Woher kommen die Namen der Hochzeitstage?

Die Namen der Hochzeitstage stammen aus drei Quellen: dem alten Volksbrauch um Silber-, Gold- und Diamanthochzeit, den systematischen Auffüllungen des 19. Jahrhunderts und den Handelsnamen des 20. Jahrhunderts. Ein verbindliches Verzeichnis existiert weder in Deutschland noch in Österreich.

📋 Kurz zusammengefasst

Silberne, Goldene und Diamantene Hochzeit sind die ältesten überregionalen Bezeichnungen; „Goldene Hochzeit“ ist bereits um 1600 nachweisbar. Alle übrigen Namen entstanden später und folgen keiner amtlichen Liste. Einzelne Ehejahre tragen bis zu sieben verschiedene Bezeichnungen, je nach Region und Quelle. Die Materialzuordnung folgt einer Wertsteigerung von Papier über Holz und Silber bis zum Diamanten. Blumen- und Schmuckhandel haben die Lücken zwischen den alten Jubiläen im 19. und 20. Jahrhundert planmäßig gefüllt.

Welche Hochzeitstag-Namen sind historisch belegt?

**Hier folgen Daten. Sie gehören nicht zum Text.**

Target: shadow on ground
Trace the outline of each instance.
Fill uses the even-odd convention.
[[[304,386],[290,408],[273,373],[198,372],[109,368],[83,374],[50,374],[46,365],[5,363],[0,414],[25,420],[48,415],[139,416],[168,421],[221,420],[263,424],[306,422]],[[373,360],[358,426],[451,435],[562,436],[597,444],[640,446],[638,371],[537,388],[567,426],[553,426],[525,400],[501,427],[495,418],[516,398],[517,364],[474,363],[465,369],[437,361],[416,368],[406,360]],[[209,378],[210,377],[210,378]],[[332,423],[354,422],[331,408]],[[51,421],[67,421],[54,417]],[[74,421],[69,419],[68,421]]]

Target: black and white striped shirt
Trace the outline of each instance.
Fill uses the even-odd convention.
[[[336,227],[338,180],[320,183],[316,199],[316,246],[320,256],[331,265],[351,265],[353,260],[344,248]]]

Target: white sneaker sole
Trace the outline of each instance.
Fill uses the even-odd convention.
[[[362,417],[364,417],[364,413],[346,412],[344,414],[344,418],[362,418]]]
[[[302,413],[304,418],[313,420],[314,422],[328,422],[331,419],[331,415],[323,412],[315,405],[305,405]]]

Historisch belegt sind drei Bezeichnungen: Silberne Hochzeit für 25 Ehejahre, Goldene Hochzeit für 50 und Diamantene Hochzeit für 75 Ehejahre. Die Wendung „Goldene Hochzeit“ ist bereits um 1600 im deutschen Sprachraum nachweisbar. Alle weiteren Namen sind jünger.

Diese drei Namen bilden die erste Schicht eines Bestands, der über vier Jahrhunderte gewachsen ist. Für die Einordnung der übrigen 60 Bezeichnungen nutzt diese Redaktion das 3-Schichten-Herkunftsmodell: Schicht 1 umfasst die alten Volksbrauch-Namen aus Edelmetall und Edelstein, Schicht 2 die systematischen Auffüllungen des 19. Jahrhunderts, Schicht 3 die kommerziell geprägten Namen des 20. und 21. Jahrhunderts. Jede Schicht hat eine eigene Entstehungslogik und eine eigene Verbindlichkeit.

Schicht 1 ist an ein sichtbares Ritual gebunden. Zum 25. Ehejahr trug das Paar einen silbernen Kranz, zum 50. einen goldenen. Der Kranz war das Zeichen, der Name folgte dem Material des Kranzes. Diese Kopplung an einen Gegenstand erklärt, warum genau diese Jubiläen die Jahrhunderte überdauert haben, während spätere Namen ohne Ritual auskommen mussten.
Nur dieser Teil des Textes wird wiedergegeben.